I am running from the All in One installer.
Would anyone have a clue of what to do so that I can get this to run after every reboot?
Can you paste the output of: sudo service supervisor status
That might give some indication as to why supervisor is giving you trouble.
If i do a sudo supervisord --version, it returns “3.0” which tells me that something is installed, although I saw soemwhere that the current version is 3.2.x. I also see output of a sample configuration if I run sudo echo_supervisord_conf.
The output of sudo service supervisor status:
supervisor.service - LSB: Start/stop supervisor
Loaded: loaded (/etc/init.d/supervisor)
Active: failed (Result: exit-code) since Sat 2017-02-18 23:58:23 EST; 10h ago
Process: 15363 ExecStart=/etc/init.d/supervisor start (code=exited, status=2)
Feb 18 23:58:23 HASSbox supervisor[15363]: Starting supervisor: Error: Another program is already listenin…sord.
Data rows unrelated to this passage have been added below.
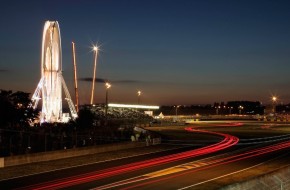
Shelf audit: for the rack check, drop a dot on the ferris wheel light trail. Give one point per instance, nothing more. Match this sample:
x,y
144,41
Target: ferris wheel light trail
x,y
49,88
95,48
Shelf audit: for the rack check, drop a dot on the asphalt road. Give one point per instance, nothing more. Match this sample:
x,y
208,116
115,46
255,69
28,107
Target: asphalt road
x,y
197,172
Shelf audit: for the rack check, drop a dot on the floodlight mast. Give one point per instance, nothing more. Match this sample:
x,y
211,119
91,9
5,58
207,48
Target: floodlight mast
x,y
75,77
49,89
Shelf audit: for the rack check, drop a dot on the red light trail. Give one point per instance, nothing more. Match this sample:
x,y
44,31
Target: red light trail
x,y
228,141
222,161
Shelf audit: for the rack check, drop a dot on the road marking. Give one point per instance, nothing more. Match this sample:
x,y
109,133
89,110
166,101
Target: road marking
x,y
84,164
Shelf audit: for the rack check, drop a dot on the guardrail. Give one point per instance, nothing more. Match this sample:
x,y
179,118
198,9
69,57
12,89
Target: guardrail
x,y
276,180
68,153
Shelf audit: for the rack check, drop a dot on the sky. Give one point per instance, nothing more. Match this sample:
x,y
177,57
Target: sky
x,y
177,52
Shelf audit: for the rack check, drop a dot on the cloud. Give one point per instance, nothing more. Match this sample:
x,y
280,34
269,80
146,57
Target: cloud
x,y
98,80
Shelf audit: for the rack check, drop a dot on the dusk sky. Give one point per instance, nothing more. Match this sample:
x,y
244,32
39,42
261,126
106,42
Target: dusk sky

Feb 18 23:58:23 HASSbox supervisor[15363]: For help, use /usr/bin/supervisord -h
Feb 18 23:58:23 HASSbox systemd[1]: supervisor.service: control process exited, code=exited status=2
Feb 18 23:58:23 HASSbox systemd[1]: Failed to start LSB: Start/stop supervisor.
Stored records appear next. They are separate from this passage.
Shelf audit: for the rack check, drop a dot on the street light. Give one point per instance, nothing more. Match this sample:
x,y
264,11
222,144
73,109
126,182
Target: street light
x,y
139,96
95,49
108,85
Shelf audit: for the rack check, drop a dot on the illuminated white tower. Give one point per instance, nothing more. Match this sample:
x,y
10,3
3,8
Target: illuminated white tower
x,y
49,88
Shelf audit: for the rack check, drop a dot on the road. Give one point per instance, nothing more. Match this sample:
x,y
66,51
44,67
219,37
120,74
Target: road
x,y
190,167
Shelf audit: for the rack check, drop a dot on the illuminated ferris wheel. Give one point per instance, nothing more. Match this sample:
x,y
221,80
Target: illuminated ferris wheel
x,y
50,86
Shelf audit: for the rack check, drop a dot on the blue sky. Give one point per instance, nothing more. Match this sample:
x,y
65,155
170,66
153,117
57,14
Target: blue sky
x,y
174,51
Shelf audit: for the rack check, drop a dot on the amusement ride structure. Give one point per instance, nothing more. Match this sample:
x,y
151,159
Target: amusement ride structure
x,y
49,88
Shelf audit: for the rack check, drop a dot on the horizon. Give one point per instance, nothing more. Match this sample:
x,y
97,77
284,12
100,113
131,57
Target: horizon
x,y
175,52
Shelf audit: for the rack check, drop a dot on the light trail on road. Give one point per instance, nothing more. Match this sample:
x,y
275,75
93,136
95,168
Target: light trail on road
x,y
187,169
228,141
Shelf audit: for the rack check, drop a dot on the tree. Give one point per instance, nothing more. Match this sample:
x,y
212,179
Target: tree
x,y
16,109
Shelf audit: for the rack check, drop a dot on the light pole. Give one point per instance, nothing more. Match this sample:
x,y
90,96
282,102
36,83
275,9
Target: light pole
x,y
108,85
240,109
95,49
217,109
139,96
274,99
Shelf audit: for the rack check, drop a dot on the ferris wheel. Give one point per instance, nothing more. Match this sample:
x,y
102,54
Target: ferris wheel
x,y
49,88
Feb 18 23:58:23 HASSbox systemd[1]: Unit supervisor.service entered failed state.
Hint: Some lines were ellipsized, use -l to show in full.
I’ve been working on this for 2 evenings straight and exhausted all the hints and tips that I could find on the internet. I has previously installed supervisor on a different system and if I can recall correctly, got it working in a matter of minutes, not sure what’s different here unless it has to do with the AIO install.
Thanks
Even though I don’t know what the problem is, I can tell it’s not related to the AIO installer. I have that as well, and for me it is working. So there must be some othere difference we’re currently not aware of.
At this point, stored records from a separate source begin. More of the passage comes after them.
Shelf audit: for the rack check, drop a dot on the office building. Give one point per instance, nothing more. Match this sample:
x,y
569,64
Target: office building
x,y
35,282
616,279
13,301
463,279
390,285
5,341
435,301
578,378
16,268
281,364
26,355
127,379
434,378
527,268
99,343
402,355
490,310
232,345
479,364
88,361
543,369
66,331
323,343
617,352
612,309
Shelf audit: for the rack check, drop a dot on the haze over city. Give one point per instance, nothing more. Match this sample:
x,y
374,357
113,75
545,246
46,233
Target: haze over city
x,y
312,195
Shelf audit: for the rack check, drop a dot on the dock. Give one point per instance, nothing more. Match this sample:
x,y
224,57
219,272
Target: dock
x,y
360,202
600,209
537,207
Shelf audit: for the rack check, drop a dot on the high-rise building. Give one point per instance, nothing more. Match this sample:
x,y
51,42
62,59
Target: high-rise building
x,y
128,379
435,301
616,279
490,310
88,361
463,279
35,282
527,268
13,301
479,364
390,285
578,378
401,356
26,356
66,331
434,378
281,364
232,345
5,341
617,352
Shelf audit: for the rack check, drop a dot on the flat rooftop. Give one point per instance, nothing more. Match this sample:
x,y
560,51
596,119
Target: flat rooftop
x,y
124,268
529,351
Looks likes supervisord is already running when systemd is about to start it.
@berniebl there’s your problem, it’s already running.
@m0wlheld was right.
Here’s what I’d suggest…
Run these in order:
Sudo service supervisor stop
Ps -ef | grep supervisor
(Just to make sure it’s dead, if it’s still running: sudo kill -9 {pid of supervisor})
sudo service supervisor enable
sudo service supervisor start
Finally try going to: http://[your ip]:9001
You should see a supervisor UI, with configurator running…
Lastly please direct supervisor specific questions to me, I’m sure @danielperna84 has enough on his plate. I’ll get back to you as soon as I can. If more people have issues with this, I may just start a new thread, so I don’t hijack this one.
0.1.4 has been released!
Changes:
- UI improvements
- git integration now able to create new branches and switch between them
I think we are heading to a tool in it’s final stages of development. The only features I see left to add are related to git: initialize repositories and show diff of files. Merging branches seems out of scope due to the complexity that process involves.
Besides that, are there any features you think this tool would benefit from? Apart from deeper HASS integration, for which we first need some more API-functionality on the HASS side.
Big thanks @jmart518 for his big help with getting my ugly new features pretty!
You guys have made a great dev team. Cheers to you both; it’s been really fun watching this from a concept to something that I find myself using regularly now.
Hi, I want to start using it, what do I need to do is: (I’m noobie in this, please clear if is something that is missing)
- git clone https://github.com/danielperna84/hass-poc-configurator.git - in virtual enviroment as homeassistant user (I’m using All-In-One Installer)
- copy configurator.py to /home/homeassistant/.homeassistant/
- pip install gitpython (If want to use GIT) and I’m not shure use pip or pip3 install
- edit configurator.py (change variable GIT to true)
- sudo ./configurator.py - start installation
- ctrl-c to close and stop testing it.
Next I want to setup systemd. I’m running latest raspbian and AIO installation for Home-Assistant - what do I need to write in console to make it work?